Whilst there are lots of variants, the three main ones to consider are:

Scheme, standard is R7RS - more academic and research oriented. SICP book is a
fantastic resource.

CommonLisp, standard is ANSI X3.226 - mostly used in commercial applications

Clojure, useful for interoperability with Java Virtual Machine.

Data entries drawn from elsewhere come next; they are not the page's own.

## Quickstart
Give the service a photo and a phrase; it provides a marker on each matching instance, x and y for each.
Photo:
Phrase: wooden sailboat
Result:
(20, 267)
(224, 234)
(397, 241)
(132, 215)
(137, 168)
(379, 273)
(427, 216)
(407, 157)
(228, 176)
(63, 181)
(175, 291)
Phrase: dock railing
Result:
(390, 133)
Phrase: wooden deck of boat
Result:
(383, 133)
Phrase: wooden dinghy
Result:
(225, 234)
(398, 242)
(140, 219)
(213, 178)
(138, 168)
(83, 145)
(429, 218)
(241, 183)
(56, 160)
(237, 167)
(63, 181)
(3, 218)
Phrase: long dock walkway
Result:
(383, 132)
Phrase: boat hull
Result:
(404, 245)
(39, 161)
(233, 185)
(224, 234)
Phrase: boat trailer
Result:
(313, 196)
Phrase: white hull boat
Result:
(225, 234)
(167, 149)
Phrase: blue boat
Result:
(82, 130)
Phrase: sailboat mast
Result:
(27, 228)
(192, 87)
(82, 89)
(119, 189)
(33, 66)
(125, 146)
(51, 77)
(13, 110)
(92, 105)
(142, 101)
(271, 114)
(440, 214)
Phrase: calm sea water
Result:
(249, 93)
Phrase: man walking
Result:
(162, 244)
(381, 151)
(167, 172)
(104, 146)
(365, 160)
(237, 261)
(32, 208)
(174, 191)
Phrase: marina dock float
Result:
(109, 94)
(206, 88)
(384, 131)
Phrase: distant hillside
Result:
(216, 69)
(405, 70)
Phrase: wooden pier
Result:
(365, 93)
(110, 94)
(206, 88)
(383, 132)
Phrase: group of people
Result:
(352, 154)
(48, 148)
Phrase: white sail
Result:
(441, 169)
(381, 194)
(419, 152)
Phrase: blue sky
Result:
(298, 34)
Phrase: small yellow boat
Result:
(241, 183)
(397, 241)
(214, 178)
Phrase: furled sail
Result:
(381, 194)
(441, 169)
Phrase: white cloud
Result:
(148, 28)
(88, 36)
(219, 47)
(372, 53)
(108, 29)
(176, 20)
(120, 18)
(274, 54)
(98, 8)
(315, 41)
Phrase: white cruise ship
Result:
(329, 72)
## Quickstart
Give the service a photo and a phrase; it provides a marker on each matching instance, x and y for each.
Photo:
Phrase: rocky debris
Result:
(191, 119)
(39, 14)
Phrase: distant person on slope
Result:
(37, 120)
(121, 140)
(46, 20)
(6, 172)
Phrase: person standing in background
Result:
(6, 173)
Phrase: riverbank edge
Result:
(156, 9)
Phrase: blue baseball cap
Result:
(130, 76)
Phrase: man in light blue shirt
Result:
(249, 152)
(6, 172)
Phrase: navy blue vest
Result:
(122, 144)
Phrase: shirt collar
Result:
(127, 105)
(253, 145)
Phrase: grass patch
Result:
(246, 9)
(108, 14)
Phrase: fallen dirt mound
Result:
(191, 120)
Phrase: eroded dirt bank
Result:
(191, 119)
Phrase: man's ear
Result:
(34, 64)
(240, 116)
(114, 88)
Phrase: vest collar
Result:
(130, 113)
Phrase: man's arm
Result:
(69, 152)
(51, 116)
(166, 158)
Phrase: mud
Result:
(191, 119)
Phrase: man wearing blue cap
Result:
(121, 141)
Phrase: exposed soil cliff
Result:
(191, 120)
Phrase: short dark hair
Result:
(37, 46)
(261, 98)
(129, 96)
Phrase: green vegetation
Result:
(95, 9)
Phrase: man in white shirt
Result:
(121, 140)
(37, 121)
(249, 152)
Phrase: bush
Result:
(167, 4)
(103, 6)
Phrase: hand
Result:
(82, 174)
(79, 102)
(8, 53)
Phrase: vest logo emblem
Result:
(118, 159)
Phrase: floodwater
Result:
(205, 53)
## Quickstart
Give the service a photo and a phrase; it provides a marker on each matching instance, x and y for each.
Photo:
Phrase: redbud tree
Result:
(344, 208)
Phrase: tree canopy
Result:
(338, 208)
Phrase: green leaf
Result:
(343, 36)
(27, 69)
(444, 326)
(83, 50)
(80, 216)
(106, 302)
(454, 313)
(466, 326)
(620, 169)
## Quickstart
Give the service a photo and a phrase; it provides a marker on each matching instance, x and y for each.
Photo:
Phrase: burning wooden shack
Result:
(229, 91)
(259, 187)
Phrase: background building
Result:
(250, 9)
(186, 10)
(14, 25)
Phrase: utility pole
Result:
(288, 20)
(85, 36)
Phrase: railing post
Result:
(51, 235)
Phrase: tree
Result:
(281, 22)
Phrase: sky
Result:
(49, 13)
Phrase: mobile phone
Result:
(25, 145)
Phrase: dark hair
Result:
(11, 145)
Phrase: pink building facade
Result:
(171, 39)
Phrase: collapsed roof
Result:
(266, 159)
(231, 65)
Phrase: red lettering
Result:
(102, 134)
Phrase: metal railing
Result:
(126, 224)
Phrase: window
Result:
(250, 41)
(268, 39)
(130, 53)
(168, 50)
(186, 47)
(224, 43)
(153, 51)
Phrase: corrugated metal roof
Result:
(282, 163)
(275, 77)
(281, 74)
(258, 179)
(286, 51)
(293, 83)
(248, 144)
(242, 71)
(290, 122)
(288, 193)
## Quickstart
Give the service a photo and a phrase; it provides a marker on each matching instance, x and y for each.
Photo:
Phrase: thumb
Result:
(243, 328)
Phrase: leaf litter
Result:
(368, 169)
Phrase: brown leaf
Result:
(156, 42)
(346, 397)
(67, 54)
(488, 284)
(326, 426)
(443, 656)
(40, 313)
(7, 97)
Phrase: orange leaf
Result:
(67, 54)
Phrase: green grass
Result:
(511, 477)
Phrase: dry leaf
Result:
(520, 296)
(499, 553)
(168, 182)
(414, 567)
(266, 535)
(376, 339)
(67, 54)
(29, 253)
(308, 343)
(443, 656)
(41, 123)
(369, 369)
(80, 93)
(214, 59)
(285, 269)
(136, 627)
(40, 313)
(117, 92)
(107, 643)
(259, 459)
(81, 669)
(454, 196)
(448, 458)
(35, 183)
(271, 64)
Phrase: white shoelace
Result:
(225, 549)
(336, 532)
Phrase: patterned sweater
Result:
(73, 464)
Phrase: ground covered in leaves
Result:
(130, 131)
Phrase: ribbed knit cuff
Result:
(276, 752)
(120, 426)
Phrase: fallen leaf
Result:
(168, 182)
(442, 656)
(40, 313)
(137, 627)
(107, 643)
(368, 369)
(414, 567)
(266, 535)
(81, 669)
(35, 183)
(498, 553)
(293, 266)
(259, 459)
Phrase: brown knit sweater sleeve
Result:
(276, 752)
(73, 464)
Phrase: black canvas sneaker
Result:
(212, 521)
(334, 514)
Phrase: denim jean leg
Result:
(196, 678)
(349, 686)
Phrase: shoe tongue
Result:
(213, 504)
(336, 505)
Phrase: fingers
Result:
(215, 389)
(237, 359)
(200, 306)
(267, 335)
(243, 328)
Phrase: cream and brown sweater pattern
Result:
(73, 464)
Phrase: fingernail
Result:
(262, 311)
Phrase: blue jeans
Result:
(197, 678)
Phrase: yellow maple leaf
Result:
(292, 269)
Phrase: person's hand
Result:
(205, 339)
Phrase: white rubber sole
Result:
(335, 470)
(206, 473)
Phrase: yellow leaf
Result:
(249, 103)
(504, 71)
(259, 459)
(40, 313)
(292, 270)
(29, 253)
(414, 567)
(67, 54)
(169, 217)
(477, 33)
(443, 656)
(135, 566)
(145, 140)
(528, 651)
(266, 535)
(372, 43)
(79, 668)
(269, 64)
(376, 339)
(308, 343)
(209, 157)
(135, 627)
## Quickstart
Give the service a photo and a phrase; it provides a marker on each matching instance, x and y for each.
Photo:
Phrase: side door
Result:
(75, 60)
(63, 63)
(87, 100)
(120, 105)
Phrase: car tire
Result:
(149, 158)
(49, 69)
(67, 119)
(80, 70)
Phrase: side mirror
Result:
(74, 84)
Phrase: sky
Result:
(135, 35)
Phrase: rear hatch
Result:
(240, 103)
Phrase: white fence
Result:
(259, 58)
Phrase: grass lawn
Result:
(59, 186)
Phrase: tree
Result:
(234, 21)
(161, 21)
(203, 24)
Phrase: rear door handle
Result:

Lisp is the "secret weapon" of many businesses, e.g. Paul Graham wrote ViaWeb
in CommonLisp. Brendan Eich was really planned to implement a Scheme variant,
but had to wrap it into a C-like syntax and call it JavaScript for marketing
reasons. Emacs (the editor) uses eLisp.

If you are thinking of using Lisp professionally, then CommonLisp is probably
your best bet. Once you know one Lisp, you can easily transfer the bulk of
your knowledge to other variants.

------
dang
Because they're easy to make and easy to experiment with, and it's
fascinating.

Lisp is used professionally in lots of places, just not the most mainstream
ones. Common Lisp, Clojure, Scheme, and others. And Hacker News is written in
Arc, so we use Lisp professionally here.